The live music that accompanies the Douglas Morrison Theatre production of A Thurber Carnival is delightful. Veiled but visible in an onstage box with walls of sheer fabric, the musicians make Don Elliot's jazz score bubble and tumble like a cheerful stream between the fifteen sketches and monologues that comprise the show. Drummer Eric Garcia has a particularly nice hand on the brushes in the transition between a cheerful number and a more noirish one early in the first act, and Derek Brooker's guitar leads with generous assurance.
It's fortunate that the music is so good, because it eases the excessively long transitions between sketches, and smoothes the jagged edges of an amateur cast doing its best with material that is often too subtle for its skills. James Thurber may be one of this country's great humorists, but his martini-dry wit comes through unevenly in this two-hour "revue for people who can't sing," which contains such time-honored bits as "The Night the Bed Fell" and an abridged version of "The Secret Life of Walter Mitty."
The humorist himself didn't think he was very good at writing plays. In a piece that appears in the compilation Collecting Himself, Thurber lamented his difficulty creating interesting characters: "My plays are always over at the end of the first act. There is never any reason in the world any of the characters should ever see each other again." So after writing "The Male Animal," instead of writing another play, Thurber built A Thurber Carnival from things he had lying around the house.
It should have been a slam dunk for director SRCarnefix and his cast. The show's bits don't require much in the way of character development, Shakespearean memory tricks, or complex blocking. SRCarnefix is first and foremost a set and lighting designer and jazz musician, and the visual and sonic elements of this show are solid. Projections of Thurber's own drawings merge with real furniture cleverly painted to look like line drawings. John Lewis' costumes, all beiges and grays with touches of accent color, subtly suggest Thurber's era without being dated. But after a few charming ultra-short modern fables involving wolves and unicorns, the show doesn't jell, and there are long stretches made longer by being painfully unfunny.
One offender is "Gentleman Shoppers," where two men drunkenly stumble into a ladies' clothing boutique to do their Christmas shopping and refuse to leave. The sketch has barely begun before the audience (and very possibly the actors) realize that it's just not going to work, and there's nothing to do but ride it out. Between the dated take-a-letter-Maria nature of the material, an unclear transition by the store manager, and the inability of the actors to convincingly play drunkenness (a real challenge for actors that plagues more than one sketch here), this piece takes all the energy and goodwill generated by the lightly played ones that precede it and plows it into the ground.
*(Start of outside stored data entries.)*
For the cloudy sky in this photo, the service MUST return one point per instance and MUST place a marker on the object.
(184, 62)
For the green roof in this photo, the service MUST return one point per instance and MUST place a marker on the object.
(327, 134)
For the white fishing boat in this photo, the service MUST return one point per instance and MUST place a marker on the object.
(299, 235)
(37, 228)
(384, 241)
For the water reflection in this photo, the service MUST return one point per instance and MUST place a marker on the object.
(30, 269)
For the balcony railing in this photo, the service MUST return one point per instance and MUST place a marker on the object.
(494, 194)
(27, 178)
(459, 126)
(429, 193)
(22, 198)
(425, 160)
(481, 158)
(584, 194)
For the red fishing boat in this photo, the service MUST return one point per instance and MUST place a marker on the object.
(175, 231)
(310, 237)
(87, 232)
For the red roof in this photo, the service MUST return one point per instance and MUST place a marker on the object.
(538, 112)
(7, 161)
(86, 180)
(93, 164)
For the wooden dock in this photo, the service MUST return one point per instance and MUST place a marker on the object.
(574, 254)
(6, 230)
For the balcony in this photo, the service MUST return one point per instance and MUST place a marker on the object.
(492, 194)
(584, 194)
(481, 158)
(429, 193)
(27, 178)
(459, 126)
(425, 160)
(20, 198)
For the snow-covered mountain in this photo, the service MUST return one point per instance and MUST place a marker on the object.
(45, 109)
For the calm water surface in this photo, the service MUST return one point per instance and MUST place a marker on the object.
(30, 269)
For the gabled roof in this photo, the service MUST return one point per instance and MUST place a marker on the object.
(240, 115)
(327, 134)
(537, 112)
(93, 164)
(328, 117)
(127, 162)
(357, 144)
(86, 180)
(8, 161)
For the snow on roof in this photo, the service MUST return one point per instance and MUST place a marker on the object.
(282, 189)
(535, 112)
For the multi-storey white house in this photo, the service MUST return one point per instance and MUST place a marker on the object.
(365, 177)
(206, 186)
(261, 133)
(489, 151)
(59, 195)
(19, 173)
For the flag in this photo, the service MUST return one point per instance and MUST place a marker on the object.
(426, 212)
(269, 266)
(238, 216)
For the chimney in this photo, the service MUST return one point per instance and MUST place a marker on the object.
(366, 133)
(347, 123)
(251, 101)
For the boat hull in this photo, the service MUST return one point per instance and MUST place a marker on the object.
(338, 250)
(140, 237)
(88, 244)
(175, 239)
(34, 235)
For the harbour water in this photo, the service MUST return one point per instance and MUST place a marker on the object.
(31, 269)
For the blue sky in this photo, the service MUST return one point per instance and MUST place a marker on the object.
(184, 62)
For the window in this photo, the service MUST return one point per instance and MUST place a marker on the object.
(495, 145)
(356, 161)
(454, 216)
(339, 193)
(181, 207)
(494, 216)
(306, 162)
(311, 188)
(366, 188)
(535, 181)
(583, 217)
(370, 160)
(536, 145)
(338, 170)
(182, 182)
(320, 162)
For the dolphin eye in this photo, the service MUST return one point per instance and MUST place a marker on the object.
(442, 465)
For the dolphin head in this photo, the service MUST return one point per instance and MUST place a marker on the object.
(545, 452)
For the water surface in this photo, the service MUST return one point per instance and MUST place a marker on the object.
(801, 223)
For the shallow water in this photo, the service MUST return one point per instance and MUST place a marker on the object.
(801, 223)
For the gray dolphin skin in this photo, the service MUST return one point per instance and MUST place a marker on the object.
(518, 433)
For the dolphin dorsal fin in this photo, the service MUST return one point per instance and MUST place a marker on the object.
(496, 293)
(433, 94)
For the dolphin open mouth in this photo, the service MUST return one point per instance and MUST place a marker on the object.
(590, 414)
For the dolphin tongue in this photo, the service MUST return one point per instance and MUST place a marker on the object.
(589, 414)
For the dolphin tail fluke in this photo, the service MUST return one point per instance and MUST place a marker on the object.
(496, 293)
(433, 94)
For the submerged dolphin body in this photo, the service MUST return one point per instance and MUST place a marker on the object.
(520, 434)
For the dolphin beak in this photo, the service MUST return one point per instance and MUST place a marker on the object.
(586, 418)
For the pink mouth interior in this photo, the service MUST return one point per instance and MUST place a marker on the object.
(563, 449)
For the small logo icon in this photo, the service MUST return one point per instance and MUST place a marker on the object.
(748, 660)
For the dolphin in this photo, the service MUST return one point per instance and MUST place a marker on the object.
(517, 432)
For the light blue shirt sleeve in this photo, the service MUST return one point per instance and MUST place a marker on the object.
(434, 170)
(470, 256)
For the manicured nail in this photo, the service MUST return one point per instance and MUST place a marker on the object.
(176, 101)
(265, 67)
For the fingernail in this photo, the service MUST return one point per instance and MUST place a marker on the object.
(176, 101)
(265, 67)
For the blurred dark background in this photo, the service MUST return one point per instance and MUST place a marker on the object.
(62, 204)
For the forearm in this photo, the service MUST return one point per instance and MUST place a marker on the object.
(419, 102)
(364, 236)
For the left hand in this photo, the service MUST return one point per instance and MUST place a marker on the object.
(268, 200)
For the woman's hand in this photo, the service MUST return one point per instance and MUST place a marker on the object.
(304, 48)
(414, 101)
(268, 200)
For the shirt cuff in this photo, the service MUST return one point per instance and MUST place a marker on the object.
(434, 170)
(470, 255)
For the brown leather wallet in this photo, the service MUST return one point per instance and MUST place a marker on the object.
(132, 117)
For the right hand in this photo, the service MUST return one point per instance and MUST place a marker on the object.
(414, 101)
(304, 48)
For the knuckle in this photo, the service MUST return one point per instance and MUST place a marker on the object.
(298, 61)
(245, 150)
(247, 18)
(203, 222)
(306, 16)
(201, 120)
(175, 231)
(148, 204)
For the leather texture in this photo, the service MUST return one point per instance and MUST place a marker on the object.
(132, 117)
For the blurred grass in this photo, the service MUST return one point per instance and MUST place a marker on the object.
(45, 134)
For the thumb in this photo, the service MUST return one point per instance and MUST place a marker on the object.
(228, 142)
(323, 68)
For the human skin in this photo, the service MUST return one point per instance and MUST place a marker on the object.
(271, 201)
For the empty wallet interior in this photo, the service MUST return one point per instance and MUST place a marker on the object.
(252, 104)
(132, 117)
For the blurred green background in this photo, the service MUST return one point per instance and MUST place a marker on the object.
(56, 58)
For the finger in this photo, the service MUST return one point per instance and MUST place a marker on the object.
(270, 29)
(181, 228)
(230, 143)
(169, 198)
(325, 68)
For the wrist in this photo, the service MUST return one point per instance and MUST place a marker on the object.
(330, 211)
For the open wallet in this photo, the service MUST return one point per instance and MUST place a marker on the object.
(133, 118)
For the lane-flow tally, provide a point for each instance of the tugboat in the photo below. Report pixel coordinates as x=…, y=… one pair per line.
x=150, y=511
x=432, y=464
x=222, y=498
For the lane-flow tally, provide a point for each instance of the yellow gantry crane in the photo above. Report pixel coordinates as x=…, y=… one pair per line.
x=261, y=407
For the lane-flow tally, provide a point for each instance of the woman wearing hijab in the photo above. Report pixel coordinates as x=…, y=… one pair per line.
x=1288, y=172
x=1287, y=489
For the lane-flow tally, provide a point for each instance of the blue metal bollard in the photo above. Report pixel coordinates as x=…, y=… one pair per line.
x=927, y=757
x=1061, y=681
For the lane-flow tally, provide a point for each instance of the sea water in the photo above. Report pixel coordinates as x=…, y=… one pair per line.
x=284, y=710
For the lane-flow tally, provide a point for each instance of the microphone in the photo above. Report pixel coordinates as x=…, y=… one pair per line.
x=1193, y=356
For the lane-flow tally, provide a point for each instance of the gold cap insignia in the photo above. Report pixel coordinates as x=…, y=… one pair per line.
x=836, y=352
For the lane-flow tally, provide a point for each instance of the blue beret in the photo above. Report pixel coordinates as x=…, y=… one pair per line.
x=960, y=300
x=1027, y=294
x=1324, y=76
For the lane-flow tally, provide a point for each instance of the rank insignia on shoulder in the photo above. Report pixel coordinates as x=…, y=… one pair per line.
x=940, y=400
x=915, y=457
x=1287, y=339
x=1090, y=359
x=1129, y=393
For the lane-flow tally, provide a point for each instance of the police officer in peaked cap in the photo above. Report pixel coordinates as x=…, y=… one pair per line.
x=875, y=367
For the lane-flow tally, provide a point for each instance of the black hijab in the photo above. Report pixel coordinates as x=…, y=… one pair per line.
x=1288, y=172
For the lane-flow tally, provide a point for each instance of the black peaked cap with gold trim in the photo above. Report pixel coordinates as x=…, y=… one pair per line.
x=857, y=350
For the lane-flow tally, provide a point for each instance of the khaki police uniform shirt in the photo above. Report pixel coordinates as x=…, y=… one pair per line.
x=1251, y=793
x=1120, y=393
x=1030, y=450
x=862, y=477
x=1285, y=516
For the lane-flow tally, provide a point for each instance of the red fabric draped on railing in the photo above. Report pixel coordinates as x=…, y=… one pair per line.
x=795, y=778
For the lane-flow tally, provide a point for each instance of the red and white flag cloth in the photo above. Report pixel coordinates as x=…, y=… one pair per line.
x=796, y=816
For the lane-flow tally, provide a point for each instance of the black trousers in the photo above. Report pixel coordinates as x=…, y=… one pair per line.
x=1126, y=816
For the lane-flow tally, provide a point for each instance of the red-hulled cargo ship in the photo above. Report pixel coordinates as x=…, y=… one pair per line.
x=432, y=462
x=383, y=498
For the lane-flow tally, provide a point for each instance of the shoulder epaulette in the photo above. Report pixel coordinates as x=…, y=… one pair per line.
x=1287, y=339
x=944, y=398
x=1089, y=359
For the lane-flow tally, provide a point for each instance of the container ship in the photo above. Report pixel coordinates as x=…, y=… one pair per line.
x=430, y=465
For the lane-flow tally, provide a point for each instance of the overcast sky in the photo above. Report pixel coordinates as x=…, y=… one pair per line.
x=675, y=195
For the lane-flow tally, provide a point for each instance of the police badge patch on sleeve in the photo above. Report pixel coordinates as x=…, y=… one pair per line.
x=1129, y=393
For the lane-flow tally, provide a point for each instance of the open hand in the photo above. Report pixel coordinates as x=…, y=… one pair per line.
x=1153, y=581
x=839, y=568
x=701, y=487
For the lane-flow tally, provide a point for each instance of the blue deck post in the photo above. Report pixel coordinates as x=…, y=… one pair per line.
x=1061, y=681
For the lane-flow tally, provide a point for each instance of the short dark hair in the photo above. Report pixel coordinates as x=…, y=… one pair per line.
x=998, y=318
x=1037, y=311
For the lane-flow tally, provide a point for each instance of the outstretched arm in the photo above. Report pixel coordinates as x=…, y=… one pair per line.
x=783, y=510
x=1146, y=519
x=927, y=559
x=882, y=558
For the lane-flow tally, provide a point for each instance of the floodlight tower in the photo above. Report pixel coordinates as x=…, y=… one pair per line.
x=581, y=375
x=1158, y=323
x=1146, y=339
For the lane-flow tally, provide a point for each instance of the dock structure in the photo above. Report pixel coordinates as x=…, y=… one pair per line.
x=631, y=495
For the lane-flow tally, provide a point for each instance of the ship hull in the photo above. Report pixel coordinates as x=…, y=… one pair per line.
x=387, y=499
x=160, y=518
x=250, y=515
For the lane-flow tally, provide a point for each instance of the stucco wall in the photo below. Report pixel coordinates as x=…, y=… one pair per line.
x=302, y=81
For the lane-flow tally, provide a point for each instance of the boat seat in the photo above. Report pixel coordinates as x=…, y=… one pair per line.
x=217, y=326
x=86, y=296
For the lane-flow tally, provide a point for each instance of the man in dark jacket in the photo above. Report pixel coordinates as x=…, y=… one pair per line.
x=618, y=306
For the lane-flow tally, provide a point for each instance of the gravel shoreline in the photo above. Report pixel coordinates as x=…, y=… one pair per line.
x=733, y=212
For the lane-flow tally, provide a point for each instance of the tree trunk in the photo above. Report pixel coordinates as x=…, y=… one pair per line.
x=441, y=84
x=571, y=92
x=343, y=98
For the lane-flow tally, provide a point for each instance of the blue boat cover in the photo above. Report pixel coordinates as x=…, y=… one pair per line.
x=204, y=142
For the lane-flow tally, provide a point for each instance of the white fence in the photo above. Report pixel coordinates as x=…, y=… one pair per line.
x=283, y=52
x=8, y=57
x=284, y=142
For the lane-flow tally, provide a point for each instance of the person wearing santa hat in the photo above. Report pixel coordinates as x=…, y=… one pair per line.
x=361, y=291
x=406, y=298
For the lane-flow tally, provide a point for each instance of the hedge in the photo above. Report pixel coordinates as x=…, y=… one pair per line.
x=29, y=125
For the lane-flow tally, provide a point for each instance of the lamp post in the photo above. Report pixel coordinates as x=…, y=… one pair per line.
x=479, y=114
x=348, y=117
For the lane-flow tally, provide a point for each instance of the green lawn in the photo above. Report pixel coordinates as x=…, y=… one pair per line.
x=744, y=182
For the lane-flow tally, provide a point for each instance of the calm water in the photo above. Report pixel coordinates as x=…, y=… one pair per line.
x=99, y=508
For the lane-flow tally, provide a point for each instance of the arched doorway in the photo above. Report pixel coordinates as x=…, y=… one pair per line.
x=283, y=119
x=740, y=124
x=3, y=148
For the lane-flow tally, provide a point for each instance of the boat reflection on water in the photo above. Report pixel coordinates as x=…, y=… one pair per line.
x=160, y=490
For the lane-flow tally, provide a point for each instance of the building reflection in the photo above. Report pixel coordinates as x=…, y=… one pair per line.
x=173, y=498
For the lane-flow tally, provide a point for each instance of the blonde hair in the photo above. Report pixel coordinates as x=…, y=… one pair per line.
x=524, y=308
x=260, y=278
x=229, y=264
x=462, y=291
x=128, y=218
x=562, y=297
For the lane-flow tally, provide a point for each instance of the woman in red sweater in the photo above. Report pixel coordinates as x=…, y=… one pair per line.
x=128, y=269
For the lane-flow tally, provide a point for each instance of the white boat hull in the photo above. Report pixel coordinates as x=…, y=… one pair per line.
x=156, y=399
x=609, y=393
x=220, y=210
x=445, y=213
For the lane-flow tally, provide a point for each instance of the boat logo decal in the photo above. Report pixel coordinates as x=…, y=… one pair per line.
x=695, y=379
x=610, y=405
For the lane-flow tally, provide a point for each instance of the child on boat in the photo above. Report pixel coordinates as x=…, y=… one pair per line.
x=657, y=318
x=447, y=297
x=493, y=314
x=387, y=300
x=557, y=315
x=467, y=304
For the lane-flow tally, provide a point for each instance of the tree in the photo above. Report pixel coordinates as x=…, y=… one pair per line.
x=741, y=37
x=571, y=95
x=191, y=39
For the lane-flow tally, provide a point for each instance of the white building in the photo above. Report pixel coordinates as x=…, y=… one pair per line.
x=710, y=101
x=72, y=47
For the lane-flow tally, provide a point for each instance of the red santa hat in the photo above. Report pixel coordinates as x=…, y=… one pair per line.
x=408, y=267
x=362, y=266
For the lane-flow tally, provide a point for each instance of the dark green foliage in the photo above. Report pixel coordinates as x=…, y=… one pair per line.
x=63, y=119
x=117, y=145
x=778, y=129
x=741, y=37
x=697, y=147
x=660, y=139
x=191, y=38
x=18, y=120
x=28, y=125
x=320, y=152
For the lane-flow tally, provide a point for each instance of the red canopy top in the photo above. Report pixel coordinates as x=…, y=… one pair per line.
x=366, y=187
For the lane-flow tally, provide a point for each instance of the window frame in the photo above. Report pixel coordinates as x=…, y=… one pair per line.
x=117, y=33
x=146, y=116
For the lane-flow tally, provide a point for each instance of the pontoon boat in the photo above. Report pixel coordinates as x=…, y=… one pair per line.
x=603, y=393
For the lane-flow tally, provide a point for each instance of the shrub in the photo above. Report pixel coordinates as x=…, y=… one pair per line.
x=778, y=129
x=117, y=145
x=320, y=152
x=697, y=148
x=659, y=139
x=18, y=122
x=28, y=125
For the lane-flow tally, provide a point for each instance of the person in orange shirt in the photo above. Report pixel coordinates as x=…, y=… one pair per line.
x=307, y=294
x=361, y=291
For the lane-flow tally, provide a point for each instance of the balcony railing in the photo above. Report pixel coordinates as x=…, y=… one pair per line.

Thurber once complained: "I have most resented the application to what I write of such adjectives as 'mild,' 'gentle,' 'pixie,' and 'zany.' Having tried for four decades to make some social comment, it is something less than reassuring to discover what a jittery America wants is the boppo laugh or nothing." Some of the actors here get this, and deliver their lines with understated grace (the elegant Maureen Broome in everything, Mike Nebeker as the Doctor in "The Pet Department," Larry Appleton as Thurber himself). Others play their parts as though this were meant to be broad slapstick, which it isn't.
The show is rich with funny lines -- The "Word Dance" sections that bookend the sketches give us bons mots such as "He's having all his books translated into French. They lose something in the original." They also abound in funny images (a fish with ears, a mermaid whose greatest desire is to sit in a chair). In that sense, it's a good introduction to Thurber's work. But the impatient might find a trip to the library for his nontheatrical work more productive, if less visually and musically gratifying.